Un hombre y un santo para todos los tiempos

Estamos cerca del final de nuestra historia. Marcelino continuó luchando hasta su muerte por conseguir la autorización de sus hermanos, realizando viajes a París, recorriendo uno tras otro despachos oficiales. En ocasiones recibía contraofertas a cambio de la aprobación: por ejemplo, restringir las escuelas de los hermanos a determinadas áreas geográficas o limitarse a la presencia en localidades de no mayores de 1000 habitantes. El fundador no estaba dispuesto a hacer tantas concesiones. Al final las gestiones fracasaron.
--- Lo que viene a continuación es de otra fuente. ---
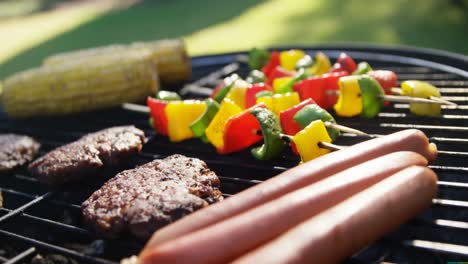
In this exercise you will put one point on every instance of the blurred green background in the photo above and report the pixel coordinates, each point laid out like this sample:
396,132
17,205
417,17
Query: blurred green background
33,29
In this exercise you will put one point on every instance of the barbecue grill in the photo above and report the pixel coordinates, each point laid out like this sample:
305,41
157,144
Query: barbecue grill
38,220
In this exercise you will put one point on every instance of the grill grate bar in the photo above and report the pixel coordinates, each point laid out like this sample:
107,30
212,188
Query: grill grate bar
20,209
55,248
62,226
438,247
426,127
445,202
21,256
450,223
26,195
446,90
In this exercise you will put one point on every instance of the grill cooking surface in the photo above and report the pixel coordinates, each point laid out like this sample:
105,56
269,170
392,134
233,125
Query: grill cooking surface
36,219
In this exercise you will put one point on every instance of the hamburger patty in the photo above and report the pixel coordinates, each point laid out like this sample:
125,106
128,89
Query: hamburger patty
144,199
16,150
86,157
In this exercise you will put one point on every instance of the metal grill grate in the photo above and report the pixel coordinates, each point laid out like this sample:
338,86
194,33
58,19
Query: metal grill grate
37,219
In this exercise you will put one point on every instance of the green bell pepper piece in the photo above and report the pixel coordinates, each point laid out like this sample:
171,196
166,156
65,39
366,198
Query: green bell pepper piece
228,84
258,58
288,87
263,94
304,63
371,94
256,76
151,122
271,129
363,68
167,96
199,126
312,112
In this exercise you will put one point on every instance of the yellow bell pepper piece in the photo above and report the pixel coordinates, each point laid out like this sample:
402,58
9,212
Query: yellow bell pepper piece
423,90
237,93
289,58
180,114
215,130
308,138
322,64
280,82
349,101
280,102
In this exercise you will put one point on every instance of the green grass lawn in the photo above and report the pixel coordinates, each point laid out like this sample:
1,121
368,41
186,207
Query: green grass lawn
211,26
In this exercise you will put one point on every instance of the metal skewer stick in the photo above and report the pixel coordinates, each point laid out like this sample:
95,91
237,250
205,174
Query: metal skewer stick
346,129
330,146
408,99
399,91
404,99
136,108
144,109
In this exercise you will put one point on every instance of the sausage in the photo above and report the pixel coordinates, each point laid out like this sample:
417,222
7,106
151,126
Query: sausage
344,229
246,231
297,177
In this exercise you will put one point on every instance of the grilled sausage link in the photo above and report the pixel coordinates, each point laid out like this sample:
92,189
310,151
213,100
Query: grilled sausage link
295,178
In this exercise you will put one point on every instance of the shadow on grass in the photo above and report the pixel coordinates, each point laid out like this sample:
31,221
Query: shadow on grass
423,23
148,20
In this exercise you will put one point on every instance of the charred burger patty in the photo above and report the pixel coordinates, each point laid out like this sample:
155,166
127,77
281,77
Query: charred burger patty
144,199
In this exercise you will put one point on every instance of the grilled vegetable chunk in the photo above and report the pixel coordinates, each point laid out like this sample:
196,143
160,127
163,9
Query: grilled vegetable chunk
169,55
16,150
144,199
77,86
84,159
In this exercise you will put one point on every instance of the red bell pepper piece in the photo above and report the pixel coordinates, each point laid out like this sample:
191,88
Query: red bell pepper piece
240,131
217,89
313,88
344,63
251,92
159,116
331,84
278,72
386,79
288,124
272,63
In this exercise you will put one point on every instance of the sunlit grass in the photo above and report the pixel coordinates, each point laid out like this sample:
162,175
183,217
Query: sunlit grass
213,26
21,34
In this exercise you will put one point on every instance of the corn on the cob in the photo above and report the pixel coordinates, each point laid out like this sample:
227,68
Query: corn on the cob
87,85
169,55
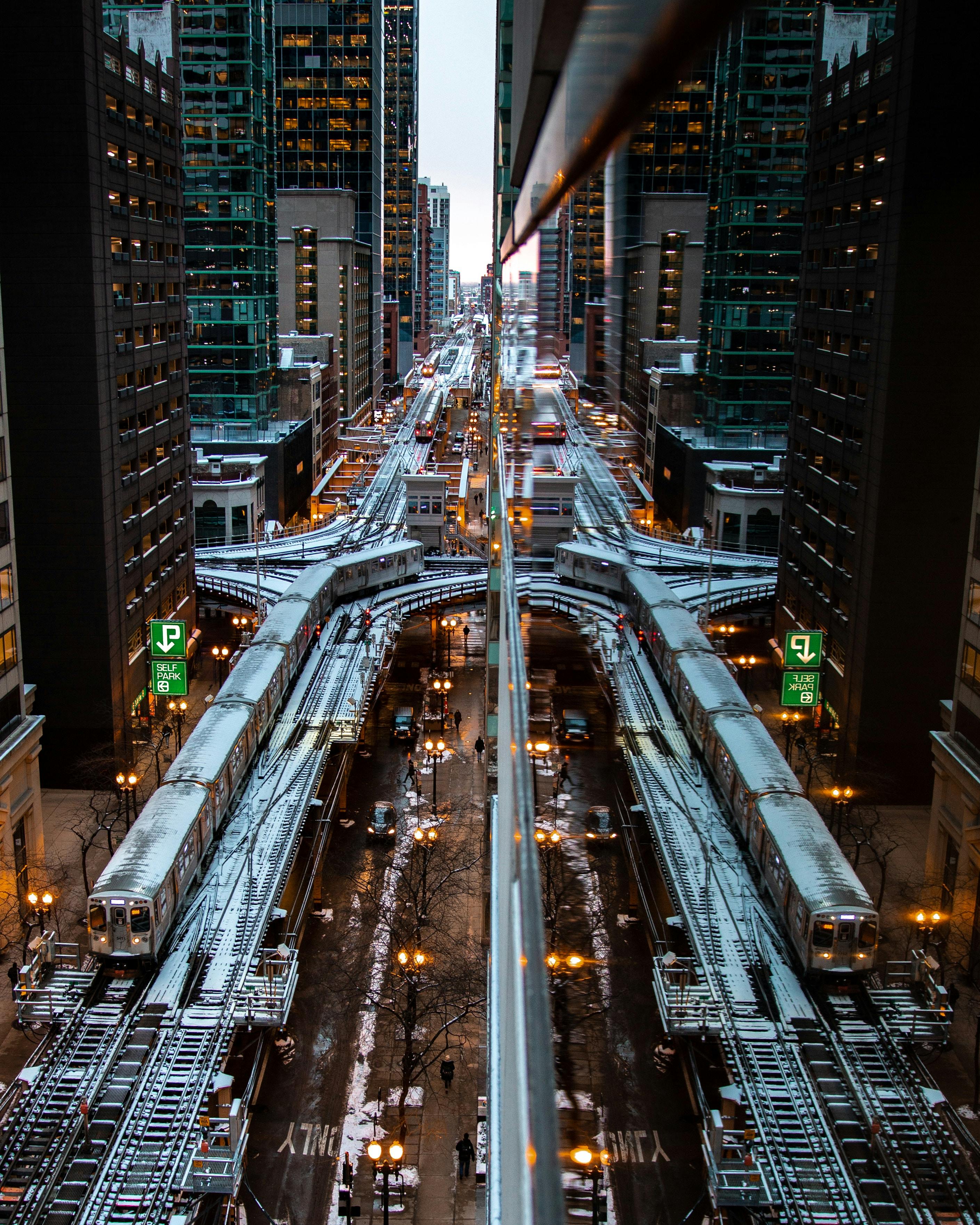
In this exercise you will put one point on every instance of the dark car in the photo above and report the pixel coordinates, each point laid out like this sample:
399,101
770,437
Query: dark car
404,723
599,824
574,727
383,821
Aquel ansiado reconocimiento oficial llegaría en 1842, dos años después del fallecimiento de Marcelino. Esto sucedió cuando los hermanos de la Instrucción Cristiana del padre Mazelier, que estaban en la diócesis de Valence, se unieron al grupo de Champagnat. Al ser admitidos en los Hermanos Maristas, ellos aportaron su autorización legal que les validaba en tres departamentos. Sin ser del todo lo que hubiera querido Marcelino, al menos era un principio.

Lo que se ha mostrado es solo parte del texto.